Boa parte da história é contada através de gravações antigas da nave, mas a nave ainda ficou muito tempo no espaço depois daquilo e antes de chegar ao destino, então, de certa forma, não ficamos sabendo no que deu, socialmente falando, os acontecimentos que acompanhamos. O livro dá uma rápida mostra, mas eu queria mais.

E, claro, tem a "criança mágica". Além do pesquisador (e do professor, mas só nas primeiras páginas), e dos personagens que conhecemos através das gravações (mortos faz muito tempo), só há um outro: uma misteriosa criança que vive nas carcaças das naves, sem nem precisar de oxigênio e comida (ou a devida pressão atmosférica). Você acostuma-se a ela, mas na hora, como eu estava interessado mais na parte de pesquisa histórica/linguística (e detetivesca) da trama, ter uma criança alienígena de olhos verdes voando em volta do personagem deu um certo choque e uma incomodada.

Perdeu um pouco do charme, mas ainda foi um livro cuja premissa inicial foi interessante o suficiente para prender a atenção (com ou sem criança, e apesar da capa horrenda). Há também alguns tons religiosos na história, mas nada que chame a atenção se você não estiver preocupado com isso.

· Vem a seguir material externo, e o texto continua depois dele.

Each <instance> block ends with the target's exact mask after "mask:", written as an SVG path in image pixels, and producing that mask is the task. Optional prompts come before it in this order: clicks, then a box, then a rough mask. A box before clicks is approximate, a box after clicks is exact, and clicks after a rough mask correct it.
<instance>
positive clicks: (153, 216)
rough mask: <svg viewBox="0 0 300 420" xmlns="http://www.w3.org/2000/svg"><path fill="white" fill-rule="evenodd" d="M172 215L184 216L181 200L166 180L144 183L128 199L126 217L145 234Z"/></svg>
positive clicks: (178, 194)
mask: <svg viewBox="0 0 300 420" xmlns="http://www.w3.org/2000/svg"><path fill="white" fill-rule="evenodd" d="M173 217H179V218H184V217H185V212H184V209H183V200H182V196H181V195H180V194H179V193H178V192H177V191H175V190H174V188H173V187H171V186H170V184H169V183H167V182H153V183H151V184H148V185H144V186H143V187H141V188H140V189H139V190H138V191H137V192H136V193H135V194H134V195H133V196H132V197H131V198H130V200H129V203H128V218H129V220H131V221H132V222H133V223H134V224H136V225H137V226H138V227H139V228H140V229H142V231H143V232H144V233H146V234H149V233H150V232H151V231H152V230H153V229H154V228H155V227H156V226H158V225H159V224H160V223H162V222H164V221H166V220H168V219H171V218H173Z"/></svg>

E um detalhe bobo, rapidamente citado no texto, mas achei uma tecnologia interessante no universo do livro. O protagonista, para não perder muito tempo na pesquisa que ele achava que seria desinteressante, utiliza um recurso de ajuste temporal: ele passará uma semana pesquisando o povo, mas apenas 24 horas passarão para as outras pessoas. Não lembro agora se isso significava uma viagem no tempo ou se ele estaria "acelerado", mas chamou a atenção.

Terminando, três resenhas para vocês. Todas com spoilers.

Republibot.com: The novel is enjoyable, brief, and worth reading, just not as powerful as Delany’s later works.
O legal desta resenha é que o cara também comenta sobre o autor zuando o personagem, dele não ter prestado a devida atenção ao que foi dito a ele naquele momento. Realmente, foi uma passagem divertida. Se isso for uma marca do autor, preciso ler mais Samuel Delany.

Omphalos' SF Book Reviews:
My recommendation is that you read every word Delany ever wrote, but if you do decide to pick and choose, this one should be on your list.

For the birds: Delany is a transcendental writer in the best sense of the word.
OBS: achei o texto desta resenha legal, mas note que a frase que virou link nem é sobre o livro em si. Acho que o texto foi escrito por um professor de literatura. É meio viajante. Mas achei interessante, então cá está.


[ATUALIZAÇÃO]: algo que só descobri bem depois de ter lido o livro e feito a postagem, e esqueci de voltar para comentar... O livro existe em português. Saiu pela Edições de Ouro (futura Ediouro) no final dos anos 70, devidamente traduzido - "A Balada de Beta-2". É um daqueles brancos, com FANTASTIC escrito na capa. É tanta coisa na capa que fica complicado dizer qual a série, coleção, ou sei lá. A Traça descreveu como "Coleção: Infinitus - Fantastic, F37 - Categoria Copa, nº 587" e ainda tem um "Alto Nível" escrito no canto... seja lá o que isso for. Quem não sabe inglês, não tem desculpa agora!]